In pursuit of these ideals, Aydelotte carried out significant reforms, many of which were designed to reduce the influence of the alumni. The College assumed full financial responsibility for athletics in 1932 which meant that the most important coaches became full-time faculty in the Department of Physical Education and their salaries paid entirely by the College. All male students, rather than just athletes and managers of the intercollegiate teams, were automatically members of the Athletic Association upon matriculation to the College. Admission to athletic competitions was now free for students and faculty, and prices for the general public were reduced to a nominal fee and limited to the most important games. More power was assigned to Dr. Samuel Palmer, who was the Graduate Manager (later Athletic Director) of sports at Swarthmore from 1909 to 1942. The Society of KWINK, a club for the assistant managers of the athletic teams, also took on many responsibilities that the Athletic Association had handled in the past, such as the general promotion of athletics among the student body and relations with teams from other colleges.

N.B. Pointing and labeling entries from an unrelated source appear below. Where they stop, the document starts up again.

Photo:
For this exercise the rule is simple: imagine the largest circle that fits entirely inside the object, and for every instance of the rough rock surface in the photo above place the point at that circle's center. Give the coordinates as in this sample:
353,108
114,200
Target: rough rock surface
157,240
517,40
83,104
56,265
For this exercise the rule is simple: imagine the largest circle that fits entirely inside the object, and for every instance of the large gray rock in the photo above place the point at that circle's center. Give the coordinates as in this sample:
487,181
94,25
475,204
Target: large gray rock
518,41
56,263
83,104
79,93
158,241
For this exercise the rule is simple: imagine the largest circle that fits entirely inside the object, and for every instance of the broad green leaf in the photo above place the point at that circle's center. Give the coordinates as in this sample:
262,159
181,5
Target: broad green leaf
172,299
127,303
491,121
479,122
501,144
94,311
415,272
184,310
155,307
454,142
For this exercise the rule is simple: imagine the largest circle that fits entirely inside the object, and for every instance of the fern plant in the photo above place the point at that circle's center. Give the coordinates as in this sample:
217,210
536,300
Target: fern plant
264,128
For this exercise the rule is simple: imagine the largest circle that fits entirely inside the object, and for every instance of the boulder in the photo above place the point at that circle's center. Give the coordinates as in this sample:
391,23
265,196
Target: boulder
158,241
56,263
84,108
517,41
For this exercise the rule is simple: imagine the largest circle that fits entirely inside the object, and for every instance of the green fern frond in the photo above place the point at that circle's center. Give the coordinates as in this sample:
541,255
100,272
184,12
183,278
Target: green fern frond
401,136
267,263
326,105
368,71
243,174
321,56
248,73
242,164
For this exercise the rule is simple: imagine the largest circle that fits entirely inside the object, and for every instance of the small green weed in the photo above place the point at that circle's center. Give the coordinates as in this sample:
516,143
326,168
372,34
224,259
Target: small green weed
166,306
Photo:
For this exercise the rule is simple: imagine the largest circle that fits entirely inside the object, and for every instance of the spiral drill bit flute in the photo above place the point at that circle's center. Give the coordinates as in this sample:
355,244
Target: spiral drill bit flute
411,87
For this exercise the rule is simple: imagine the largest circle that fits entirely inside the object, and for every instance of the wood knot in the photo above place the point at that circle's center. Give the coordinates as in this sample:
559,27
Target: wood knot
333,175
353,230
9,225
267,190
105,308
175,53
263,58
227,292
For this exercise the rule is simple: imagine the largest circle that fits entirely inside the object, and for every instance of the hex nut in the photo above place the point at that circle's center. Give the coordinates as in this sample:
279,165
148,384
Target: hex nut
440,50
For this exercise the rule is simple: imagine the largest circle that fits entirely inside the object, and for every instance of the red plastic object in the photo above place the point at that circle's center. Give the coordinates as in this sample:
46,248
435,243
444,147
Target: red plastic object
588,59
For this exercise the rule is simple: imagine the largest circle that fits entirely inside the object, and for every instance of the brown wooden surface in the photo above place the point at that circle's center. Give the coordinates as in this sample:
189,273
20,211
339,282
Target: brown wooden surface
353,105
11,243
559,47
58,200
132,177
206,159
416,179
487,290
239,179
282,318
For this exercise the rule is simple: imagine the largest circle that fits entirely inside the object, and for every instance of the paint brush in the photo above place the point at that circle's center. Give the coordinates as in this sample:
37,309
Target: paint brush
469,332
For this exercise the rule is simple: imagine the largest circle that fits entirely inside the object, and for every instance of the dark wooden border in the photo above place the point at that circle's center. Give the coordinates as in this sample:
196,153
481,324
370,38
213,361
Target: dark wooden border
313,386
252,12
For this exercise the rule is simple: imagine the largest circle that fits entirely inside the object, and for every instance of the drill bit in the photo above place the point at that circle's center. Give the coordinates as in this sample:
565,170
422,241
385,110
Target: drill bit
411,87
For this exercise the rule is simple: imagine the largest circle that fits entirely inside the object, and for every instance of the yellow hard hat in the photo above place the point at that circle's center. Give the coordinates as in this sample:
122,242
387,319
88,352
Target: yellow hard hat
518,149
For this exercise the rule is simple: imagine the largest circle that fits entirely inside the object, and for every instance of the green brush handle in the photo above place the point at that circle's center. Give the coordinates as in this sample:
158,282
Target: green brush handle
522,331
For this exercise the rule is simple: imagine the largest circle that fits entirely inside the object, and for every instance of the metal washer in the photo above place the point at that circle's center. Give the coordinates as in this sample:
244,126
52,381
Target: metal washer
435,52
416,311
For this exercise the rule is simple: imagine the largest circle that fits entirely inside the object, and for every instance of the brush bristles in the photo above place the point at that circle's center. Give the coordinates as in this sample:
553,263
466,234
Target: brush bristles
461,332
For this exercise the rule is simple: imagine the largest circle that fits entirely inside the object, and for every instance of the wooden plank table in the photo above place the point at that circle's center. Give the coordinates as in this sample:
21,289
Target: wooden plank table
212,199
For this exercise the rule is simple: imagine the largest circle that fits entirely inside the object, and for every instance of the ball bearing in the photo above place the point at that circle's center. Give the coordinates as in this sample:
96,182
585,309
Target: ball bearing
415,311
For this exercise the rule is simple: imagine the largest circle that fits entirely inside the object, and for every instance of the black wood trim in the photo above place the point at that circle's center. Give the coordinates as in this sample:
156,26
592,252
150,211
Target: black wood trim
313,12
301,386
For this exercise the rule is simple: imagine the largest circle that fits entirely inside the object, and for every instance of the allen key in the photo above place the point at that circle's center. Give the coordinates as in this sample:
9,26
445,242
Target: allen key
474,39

All of these changes affected the role of the Association, and its authority and responsibilities were much less extensive and defined. By 1937, it was determined that athletics could financially no longer support themselves. This marked a complete departure from the nature of athletics at the time of the Association's founding, when the administration played a minimal role in the athletics program and when insuring the financial foundation of Swarthmore sports was one of the most important responsibilities of the organization. Although the circumstances of the 1930s may have diminished the importance of the Athletic Association, it was the Second World War which brought the official end to the SCAA. Compared to many other small colleges, men's sports did survive at Swarthmore during the war, but they would emerge in the post-war period with an altered administrative structure that did not include an Athletic Association.*
As a side note, the war years did help to increase the importance of women's athletics on campus and strengthen the role of the Women's Athletic Association, which was first organized as the Girls' Athletic Clubs on October 26, 1898. The Girls' Athletic Clubs became the Young Women's Athletic Association around 1904, adopting a structure mirroring that of the Men's Association. The WAA appears to have played a more defined role for female students as all women were automatically part of the Association and its activities were more closely supervised by the College from very early on in its history. The Society of GWIMP served as a parallel to KWINK.